Jamie Sorensen was six years old and he didn't have an imaginary friend. His parents were very concerned.

"It's just a phase, my dear," Mr Sorensen would tell his wife whenever they saw Jamie playing with blocks or reading a picture book in his room. "He'll grow out of it."

Mrs Sorensen would shake his head and sigh. "But he looks so lonely," she'd say.

---

Jamie didn't feel lonely at all. He had his mum and his dad, his gram who they went to visit on Sunday afternoons, his teacher Miss Phillips and all his friends from school, especially Vi. He liked to play with Vi, though sometimes Vi didn't like to play with him.

"What are you doing?" Vi asked him one day after lunch.

All the kids were playing in the courtyard, which was just a stripe of concrete around the school. There were only a slide and two swings but today Jamie had taken possession of one of the swings and was enjoying recess a lot.

"I'm trying to see how far I can go on this swing," Jamie told Vi. He pointed forward with one pudgy finger. "I can swing very very far, it's what I do best. Look, if I point my foot like this it's almost like I am kicking the window of our classroom!"

Vi cocked her head to the side to look at Jamie and then at the window. "It doesn't look like that at all," she said.

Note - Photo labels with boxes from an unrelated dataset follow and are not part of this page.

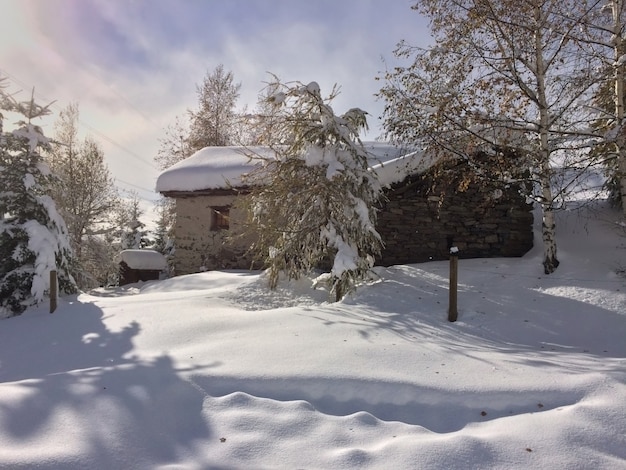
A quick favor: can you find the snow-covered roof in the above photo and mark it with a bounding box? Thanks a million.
[156,147,274,192]
[372,150,437,187]
[156,142,420,192]
[120,250,167,271]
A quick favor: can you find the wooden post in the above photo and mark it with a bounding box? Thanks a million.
[50,270,57,313]
[448,246,459,322]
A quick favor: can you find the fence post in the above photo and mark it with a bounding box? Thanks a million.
[448,246,459,322]
[50,270,57,313]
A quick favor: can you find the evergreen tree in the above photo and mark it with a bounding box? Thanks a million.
[116,192,152,250]
[0,84,76,317]
[243,82,382,300]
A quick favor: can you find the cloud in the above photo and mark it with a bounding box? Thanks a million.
[0,0,427,218]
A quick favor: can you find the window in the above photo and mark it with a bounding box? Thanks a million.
[211,207,230,230]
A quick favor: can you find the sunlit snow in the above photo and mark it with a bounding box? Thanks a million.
[0,200,626,470]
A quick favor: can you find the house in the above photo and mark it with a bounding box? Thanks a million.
[157,143,533,274]
[119,250,167,286]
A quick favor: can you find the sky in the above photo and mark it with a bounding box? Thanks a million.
[0,0,429,218]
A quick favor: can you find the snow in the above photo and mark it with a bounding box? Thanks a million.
[120,249,167,271]
[0,200,626,470]
[156,147,274,192]
[156,142,406,192]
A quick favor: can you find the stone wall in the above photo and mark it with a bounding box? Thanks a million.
[174,193,251,275]
[169,160,533,275]
[377,167,533,266]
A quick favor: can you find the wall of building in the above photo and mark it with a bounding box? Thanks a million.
[174,195,251,275]
[174,165,533,275]
[377,173,533,266]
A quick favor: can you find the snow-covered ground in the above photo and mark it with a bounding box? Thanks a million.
[0,203,626,470]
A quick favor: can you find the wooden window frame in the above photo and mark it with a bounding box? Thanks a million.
[211,206,230,231]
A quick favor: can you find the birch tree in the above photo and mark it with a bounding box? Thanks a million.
[46,103,118,288]
[187,64,241,152]
[381,0,596,274]
[576,0,626,215]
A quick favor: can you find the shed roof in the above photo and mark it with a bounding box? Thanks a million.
[120,250,167,271]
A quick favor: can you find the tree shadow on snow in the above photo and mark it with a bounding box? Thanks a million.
[0,302,212,469]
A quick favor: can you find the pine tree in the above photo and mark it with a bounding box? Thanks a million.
[0,81,76,317]
[243,82,382,300]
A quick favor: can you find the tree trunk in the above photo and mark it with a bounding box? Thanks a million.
[541,200,559,274]
[535,3,559,274]
[611,0,626,216]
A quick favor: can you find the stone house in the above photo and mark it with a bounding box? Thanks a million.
[157,143,533,275]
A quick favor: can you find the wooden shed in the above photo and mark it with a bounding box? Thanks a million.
[119,250,167,286]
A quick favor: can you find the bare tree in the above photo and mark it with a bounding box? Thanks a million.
[187,64,241,152]
[46,104,118,288]
[381,0,597,274]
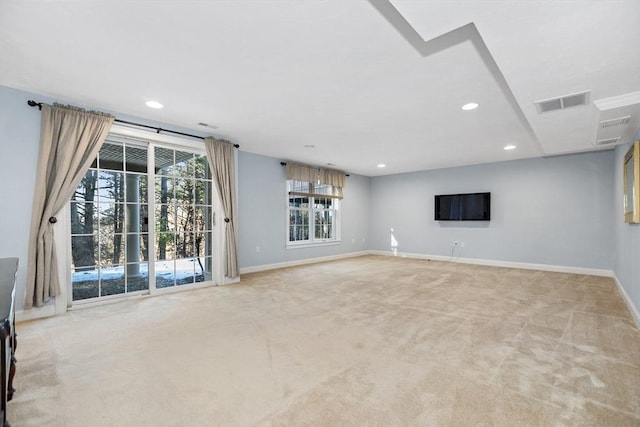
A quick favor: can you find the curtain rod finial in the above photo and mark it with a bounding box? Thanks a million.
[27,99,42,110]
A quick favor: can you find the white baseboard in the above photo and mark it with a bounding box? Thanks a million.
[370,251,614,277]
[16,304,56,323]
[613,275,640,328]
[240,251,371,274]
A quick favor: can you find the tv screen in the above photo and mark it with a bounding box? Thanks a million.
[435,193,491,221]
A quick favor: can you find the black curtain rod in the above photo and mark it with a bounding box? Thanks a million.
[280,162,350,176]
[27,99,240,148]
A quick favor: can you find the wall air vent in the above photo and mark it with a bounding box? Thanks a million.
[596,137,620,145]
[600,116,631,129]
[534,90,591,114]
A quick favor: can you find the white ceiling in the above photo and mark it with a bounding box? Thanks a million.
[0,0,640,176]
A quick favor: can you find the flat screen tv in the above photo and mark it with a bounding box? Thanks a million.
[435,193,491,221]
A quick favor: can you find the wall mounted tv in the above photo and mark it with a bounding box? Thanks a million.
[434,193,491,221]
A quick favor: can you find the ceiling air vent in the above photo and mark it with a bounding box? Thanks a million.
[596,137,620,145]
[600,116,631,128]
[534,90,591,114]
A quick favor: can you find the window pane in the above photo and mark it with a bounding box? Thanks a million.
[155,176,174,203]
[289,196,309,208]
[195,179,212,205]
[315,197,333,209]
[194,206,213,230]
[195,257,213,282]
[98,143,124,171]
[71,235,98,271]
[174,150,194,178]
[156,205,176,231]
[175,178,193,204]
[176,233,194,258]
[126,262,149,292]
[100,267,126,296]
[194,154,211,179]
[155,260,176,288]
[71,169,98,202]
[70,202,98,234]
[176,258,196,285]
[194,231,213,257]
[289,225,309,242]
[98,233,124,267]
[71,269,100,301]
[154,147,173,175]
[98,172,124,202]
[156,233,176,260]
[126,233,149,263]
[125,147,147,173]
[125,203,149,233]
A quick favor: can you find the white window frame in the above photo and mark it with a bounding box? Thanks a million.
[285,180,342,249]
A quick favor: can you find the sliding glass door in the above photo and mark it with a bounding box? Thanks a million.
[69,138,214,301]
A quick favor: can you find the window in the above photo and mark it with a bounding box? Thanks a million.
[70,137,213,301]
[287,165,344,247]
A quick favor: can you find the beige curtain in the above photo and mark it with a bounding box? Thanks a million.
[24,104,114,309]
[204,137,240,277]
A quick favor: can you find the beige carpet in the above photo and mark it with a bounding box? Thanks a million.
[9,256,640,427]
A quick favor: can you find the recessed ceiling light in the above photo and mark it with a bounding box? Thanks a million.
[145,101,164,109]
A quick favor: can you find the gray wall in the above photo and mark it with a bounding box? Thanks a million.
[614,142,640,320]
[371,151,614,270]
[238,151,370,268]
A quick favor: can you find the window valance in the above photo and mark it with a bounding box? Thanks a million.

"It does too," Jamie replied. Then he remembered some vague notions about being nice to girls, though he couldn't have said why. They were, after all, girls. But his mum had been very firm on the subject. "Do you want a go on the swing?" he offered, magnanimous.

"No," Vi replied, much to his relief, and then she added, "Me and Alice are going to explore the jungle today, do you want to come with us?"

Jamie thought about it. "Alice is your pretend rabbit," he said eventually, proud that he remembered.

"She's not a rabbit, she's my friend," Vi said, pouting and crossing her chubby arms. "You should apologize to her."

This was why Jamie didn't like girls. They came up to him while he was having fun on the swing and demanded he apologize for no reason at all. Okay, it was just Vi doing that, but she did it all the time and Jamie thought it was reason enough to dislike the rest of the girls too.

He kicked the ground viciously on the next pass, disrupting his rhythm. Now the swing had slowed down and he couldn't kick the classroom window any more. "I don't see Alice anywhere," he said.

"That's not nice," Vi said. "She's right here. Look! Now she's angry because you're ignoring her."

Jamie huffed and looked past Vi and her silly paisley dress, to the spot she was pointing at. There was concrete and the metal leg of the swing. The red paint was peeling out, Jamie noticed.

"I can't see her at all" he said. "Is she an invisible rabbit?"

"She is not," Vi replied, peevishly.

"She is too," Jamie replied.

Vi stomped her foot on the ground. "She is not! Look, she's pink and she's almost as tall as me. She used to be just as tall as me, but then I grew up more, so she's about this high," she added, holding up a hand to the level of her nose. "And here are her ears," she added, moving the hand up above her head, "but we agreed that the ears don't really count because I don't have them."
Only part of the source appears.